Due to extensive new growth, the municipality now has funding for photogrammetery and plans to create 1:200 maps. Once these maps have been created the municipality is faced with transferring the attributes from the 1:25000 database to the new 1:200 data.
Additionally, since the reason for the new photogrammetery was to capture the new growth, there are a significant number of new lines in the 1:200 database which did not exist in the 1:25000 data set. As such, a one to one match is likely not possible. An example of this can clearly be seen in the graphic on the right where the blue layer represents the 1:25000 layer and the red represents the new 1:200 data set . NOTE: the new subdivision subdivision in the red 1:200 layer.
In this example, because of the new subdivision, the attributes from line marked "1" which is between node "a" and "b" has to be transferred to line "2" which is between nodes "c" and "d" and to line "3" which is between nodes "d" and "e", forming a one to many relationship.

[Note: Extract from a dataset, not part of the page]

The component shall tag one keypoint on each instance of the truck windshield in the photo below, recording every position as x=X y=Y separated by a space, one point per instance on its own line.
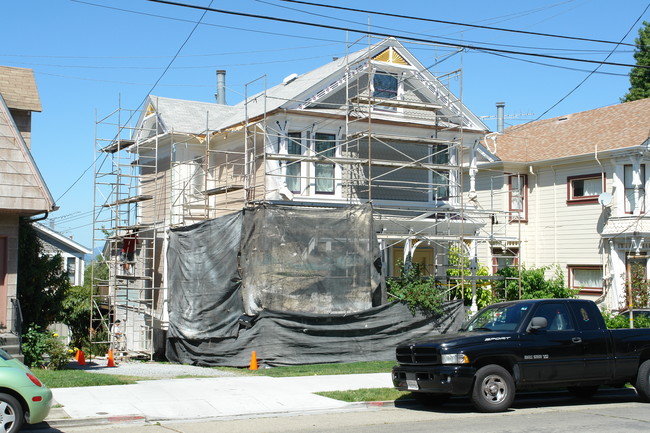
x=498 y=317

Information sharing between two agencies. A city government has a newly created database of roads. The City's electric utility maintains electrical network information, including feeder line data on a subset of the road network created using a different base. The city wishes to incorporate the electrical feeder information into its road network in order to monitor the impact of scheduled blackouts on key facilities.
Conflation process must be used to merge these unlike databases. The result will be the addition of feeder data to the road database.
The key requirement in this example is to extract data from the much smaller electric road network and attach it to the larger and more complete road network.